# Carving Station



## adamm (Jul 16, 2005)

Im looking for new ideas for our carving station for sunday brunch, We curnetly do, Ham, Pork Loins, Beef, Turkey Breast, What are other things you have seen, Im running out of ideas,  Thanks Adamm


----------



## gunnar (Apr 3, 2008)

well it is a bit of a pain but have you considered whole roasted chicken or turkey? much nicer presentation..at least for the start. There are really only so many things you carve though. I do pork loin, pot roast , tri-tip, prime rib, french cut roasted turkey halves (it's cut down the middle and de-boned except for the leg), hams (picnic and smoked for variety).  I suppose you could do a whole fish or a full side and carve out portions.


----------



## kedco (Oct 5, 2011)

Maybe a lamb leg?


----------



## adamm (Jul 16, 2005)

Gunnar said:


> well it is a bit of a pain but have you considered whole roasted chicken or turkey? much nicer presentation..at least for the start. There are really only so many things you carve though. I do pork loin, pot roast , tri-tip, prime rib, french cut roasted turkey halves (it's cut down the middle and de-boned except for the leg), hams (picnic and smoked for variety). I suppose you could do a whole fish or a full side and carve out portions.

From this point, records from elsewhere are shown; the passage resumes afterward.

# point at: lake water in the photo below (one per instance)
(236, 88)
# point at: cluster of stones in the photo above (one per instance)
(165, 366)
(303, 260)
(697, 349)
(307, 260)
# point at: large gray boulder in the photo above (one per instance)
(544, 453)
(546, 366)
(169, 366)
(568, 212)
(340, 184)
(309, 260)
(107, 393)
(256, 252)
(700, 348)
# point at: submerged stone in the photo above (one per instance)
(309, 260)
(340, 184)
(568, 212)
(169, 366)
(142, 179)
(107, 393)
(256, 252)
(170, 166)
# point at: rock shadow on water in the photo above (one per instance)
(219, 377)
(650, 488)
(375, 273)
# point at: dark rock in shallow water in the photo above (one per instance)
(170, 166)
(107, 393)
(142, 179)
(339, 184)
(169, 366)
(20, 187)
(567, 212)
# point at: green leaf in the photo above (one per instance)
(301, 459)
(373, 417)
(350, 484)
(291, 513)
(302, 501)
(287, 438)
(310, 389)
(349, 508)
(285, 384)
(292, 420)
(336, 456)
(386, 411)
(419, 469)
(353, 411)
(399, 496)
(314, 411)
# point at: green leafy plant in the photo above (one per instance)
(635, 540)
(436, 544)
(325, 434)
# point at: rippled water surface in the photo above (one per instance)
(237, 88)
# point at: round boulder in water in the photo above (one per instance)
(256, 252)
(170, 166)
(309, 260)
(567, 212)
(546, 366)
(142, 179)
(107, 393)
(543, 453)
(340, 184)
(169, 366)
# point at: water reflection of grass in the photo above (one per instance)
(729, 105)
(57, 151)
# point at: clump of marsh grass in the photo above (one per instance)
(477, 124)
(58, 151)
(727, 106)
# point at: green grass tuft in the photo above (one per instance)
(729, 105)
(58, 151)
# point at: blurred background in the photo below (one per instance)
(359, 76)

I like the idea of the french roast turkey, I think im going to swich up the way we do it, ie pork bbq styel, and pork with a raspberry sauce or somthing. and same with the hams, we normally carve bonless stuff so ill try different things, thanks for the ideas.


----------



## adamm (Jul 16, 2005)

kedco said:


> Maybe a lamb leg?


The Restaurnat is in a reirement home with independent living, i like the idea but i know lamb isnt one of ther favorites, I might give it a whirl anyways though. Thanks Adam


----------



## chefedb (Apr 3, 2010)

Meat loaf can be carved  call it French Roast, Flanks or London Broil, Smoked Salmon, Galantines of Chicken, Duck. Glazed corned beef, brisket, pot roast, large kilbasi.

     Retirement homes are usually limited budget items(food cost sensitive) They try and feed them for  $3  to  $5 per day.


----------



## jchenschel (Mar 9, 2007)

Try carving different types of sausages...


----------



## foodpump (Oct 10, 2005)

Salmon.  Whole sides grilled or poached.  Of course Halibut would be nice, but....


----------